Sunlight startles trees and lets small birds furtle through the ash crowns shining green-gold. The last beam breaks against a lowering sky to reveal the coming rain that would otherwise slip in through the gloaming.
In this moment, the sunbeam bends into a rainbow over the trees, fields and lanes, against the dark-light of cloud. The arc passes high overhead through the remains of the day but its feet plunge down into the dark-half, the under-hill, where shadows are superimposed on shadows, where there is an undecipherable plan.
“Falsehood is never in words; it is in things,” wrote Italo Calvino in Invisible Cities. Dusk comes early, colonising further into day as afternoon shrinks back to quarantine in memory. On Windmill Hill, to see as far as the blue horizon glow and watch the brassy sunset, there are two bunches of roses fastened to the chainlink fence above the quarry, one yellow, one pink.
The wind blows fore and aft. A robin sings behind the rain, blackbirds are fractious before roosting. A kestrel crosses above the lane at half-hover to perch on a telegraph pole. The moon behind it, talon-sharp and new, the moon that Bunan, the 17th-century Zen poet, says is the same old moon shining on exactly the same flowers and yet we become the thingness of all we see. The moon rises over hills, and the kestrel becomes the thing of its own gaze, and the wind hums through our wires.

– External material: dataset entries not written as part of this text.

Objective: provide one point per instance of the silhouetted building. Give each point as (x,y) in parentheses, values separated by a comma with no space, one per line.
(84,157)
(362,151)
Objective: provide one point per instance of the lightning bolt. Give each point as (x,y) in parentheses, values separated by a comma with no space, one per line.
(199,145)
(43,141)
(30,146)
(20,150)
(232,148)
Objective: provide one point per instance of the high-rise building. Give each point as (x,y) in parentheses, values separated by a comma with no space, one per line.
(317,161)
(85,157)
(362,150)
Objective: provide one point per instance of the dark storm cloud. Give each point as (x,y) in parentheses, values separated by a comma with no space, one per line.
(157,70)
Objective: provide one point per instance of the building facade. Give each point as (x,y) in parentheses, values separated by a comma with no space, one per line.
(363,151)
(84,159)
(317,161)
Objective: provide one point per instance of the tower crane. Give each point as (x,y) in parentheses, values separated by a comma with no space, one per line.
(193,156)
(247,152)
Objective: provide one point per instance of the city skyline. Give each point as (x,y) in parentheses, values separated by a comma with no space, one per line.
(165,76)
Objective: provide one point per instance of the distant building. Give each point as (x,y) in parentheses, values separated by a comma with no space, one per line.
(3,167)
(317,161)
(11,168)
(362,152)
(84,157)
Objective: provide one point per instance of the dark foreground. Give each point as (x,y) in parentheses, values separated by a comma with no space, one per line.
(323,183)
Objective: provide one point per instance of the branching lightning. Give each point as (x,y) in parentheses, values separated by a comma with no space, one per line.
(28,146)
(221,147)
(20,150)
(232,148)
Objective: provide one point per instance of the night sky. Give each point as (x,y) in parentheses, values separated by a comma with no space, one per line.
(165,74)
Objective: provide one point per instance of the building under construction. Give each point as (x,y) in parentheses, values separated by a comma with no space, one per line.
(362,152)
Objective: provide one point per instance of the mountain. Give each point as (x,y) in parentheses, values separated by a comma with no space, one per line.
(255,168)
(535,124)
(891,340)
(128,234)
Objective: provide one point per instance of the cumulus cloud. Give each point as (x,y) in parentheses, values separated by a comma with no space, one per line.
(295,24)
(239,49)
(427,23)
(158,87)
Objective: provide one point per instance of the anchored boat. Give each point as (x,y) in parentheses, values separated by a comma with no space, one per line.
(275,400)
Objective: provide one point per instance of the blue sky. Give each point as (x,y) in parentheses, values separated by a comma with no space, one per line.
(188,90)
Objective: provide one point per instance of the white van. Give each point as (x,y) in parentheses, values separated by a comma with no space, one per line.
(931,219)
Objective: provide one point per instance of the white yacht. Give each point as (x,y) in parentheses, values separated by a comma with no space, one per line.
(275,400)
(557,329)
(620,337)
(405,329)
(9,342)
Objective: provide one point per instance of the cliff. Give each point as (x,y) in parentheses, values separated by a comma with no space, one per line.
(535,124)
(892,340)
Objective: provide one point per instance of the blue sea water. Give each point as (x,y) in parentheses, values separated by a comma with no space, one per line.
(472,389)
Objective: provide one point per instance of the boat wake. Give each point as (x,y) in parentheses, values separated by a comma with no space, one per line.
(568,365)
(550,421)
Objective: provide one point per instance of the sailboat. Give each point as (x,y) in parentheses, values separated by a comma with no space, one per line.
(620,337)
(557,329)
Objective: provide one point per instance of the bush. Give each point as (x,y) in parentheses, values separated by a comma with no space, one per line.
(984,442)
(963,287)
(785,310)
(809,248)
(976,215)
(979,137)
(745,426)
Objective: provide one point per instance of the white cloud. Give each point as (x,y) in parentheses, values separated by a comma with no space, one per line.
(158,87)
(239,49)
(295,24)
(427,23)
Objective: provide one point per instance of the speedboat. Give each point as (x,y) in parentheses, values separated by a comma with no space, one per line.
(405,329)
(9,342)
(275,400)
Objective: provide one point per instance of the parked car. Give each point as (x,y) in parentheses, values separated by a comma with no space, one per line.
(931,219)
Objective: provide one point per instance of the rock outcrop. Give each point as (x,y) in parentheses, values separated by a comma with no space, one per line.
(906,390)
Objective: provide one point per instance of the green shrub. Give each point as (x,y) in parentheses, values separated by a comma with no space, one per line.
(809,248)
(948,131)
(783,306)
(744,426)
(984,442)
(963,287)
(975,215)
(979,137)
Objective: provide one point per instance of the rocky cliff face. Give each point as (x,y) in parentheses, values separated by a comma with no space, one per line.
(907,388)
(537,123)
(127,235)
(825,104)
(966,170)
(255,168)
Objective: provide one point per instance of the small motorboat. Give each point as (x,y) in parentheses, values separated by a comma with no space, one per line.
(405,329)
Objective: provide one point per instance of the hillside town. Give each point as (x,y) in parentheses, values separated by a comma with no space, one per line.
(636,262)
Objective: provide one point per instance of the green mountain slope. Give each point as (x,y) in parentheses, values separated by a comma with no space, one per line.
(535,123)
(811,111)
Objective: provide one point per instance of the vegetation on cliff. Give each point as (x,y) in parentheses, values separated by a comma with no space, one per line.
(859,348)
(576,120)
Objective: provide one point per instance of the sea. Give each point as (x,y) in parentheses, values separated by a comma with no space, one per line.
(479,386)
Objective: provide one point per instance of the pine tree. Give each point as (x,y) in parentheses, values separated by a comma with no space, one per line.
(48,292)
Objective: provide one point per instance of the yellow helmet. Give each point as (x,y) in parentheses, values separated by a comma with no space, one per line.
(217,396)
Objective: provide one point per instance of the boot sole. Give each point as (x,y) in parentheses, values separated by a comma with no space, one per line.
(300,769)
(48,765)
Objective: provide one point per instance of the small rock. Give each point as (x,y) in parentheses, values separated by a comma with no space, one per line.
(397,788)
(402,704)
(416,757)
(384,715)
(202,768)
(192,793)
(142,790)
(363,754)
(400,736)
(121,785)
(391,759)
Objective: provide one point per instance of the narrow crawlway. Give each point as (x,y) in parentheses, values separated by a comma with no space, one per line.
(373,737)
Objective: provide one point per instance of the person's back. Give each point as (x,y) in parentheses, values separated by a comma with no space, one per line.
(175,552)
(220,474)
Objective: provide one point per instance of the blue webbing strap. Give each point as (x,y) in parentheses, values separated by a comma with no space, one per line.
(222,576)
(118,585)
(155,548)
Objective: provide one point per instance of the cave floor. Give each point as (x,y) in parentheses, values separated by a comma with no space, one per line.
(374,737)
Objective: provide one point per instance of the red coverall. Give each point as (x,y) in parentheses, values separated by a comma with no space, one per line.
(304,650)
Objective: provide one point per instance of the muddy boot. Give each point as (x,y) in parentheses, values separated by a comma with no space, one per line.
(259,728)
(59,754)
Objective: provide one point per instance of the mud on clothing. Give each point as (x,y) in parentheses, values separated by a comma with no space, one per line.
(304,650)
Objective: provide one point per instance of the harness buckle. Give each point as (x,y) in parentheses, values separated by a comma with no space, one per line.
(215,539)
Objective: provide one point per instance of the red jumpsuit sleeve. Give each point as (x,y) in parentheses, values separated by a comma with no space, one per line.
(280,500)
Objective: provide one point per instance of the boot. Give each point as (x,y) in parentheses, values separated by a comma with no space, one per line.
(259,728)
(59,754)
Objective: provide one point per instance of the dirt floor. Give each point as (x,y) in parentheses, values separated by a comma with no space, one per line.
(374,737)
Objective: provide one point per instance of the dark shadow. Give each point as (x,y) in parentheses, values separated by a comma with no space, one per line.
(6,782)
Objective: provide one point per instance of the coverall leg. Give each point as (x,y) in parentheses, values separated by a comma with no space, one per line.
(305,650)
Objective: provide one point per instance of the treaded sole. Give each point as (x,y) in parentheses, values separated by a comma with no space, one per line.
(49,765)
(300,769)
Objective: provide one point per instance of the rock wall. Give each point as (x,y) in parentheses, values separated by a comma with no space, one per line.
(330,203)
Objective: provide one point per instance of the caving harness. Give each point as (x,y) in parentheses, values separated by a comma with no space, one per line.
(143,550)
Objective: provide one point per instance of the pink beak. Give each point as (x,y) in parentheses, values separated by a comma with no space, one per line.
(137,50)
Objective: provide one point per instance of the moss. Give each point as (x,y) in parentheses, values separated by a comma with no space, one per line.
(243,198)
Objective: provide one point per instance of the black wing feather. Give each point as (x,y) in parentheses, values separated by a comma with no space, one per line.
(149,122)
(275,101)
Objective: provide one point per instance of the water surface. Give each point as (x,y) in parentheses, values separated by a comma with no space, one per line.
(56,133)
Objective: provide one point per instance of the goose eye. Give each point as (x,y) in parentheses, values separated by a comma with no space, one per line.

Down the lane, bats knot around sycamores, appearing and disappearing against lighter patches of sky above the hedge; from where the orange streetlight turns on up to long fields under Jupiter, bats on their beat loop one way or another. A buzzard glides as if magnetised between darknesses. Rooks in a choir of call and response prepare to leave.
The dedication card has fallen from the roses and blown over the fence, face down under a pine. Tree and card are made from the same stuff: the lignin of timber, an enduring substance of anonymous cells that hold a love of life, then rot, returning to the falsehood of things, losing the memory, forgetting the name. Owls shudder, calling night to the clamorous wood.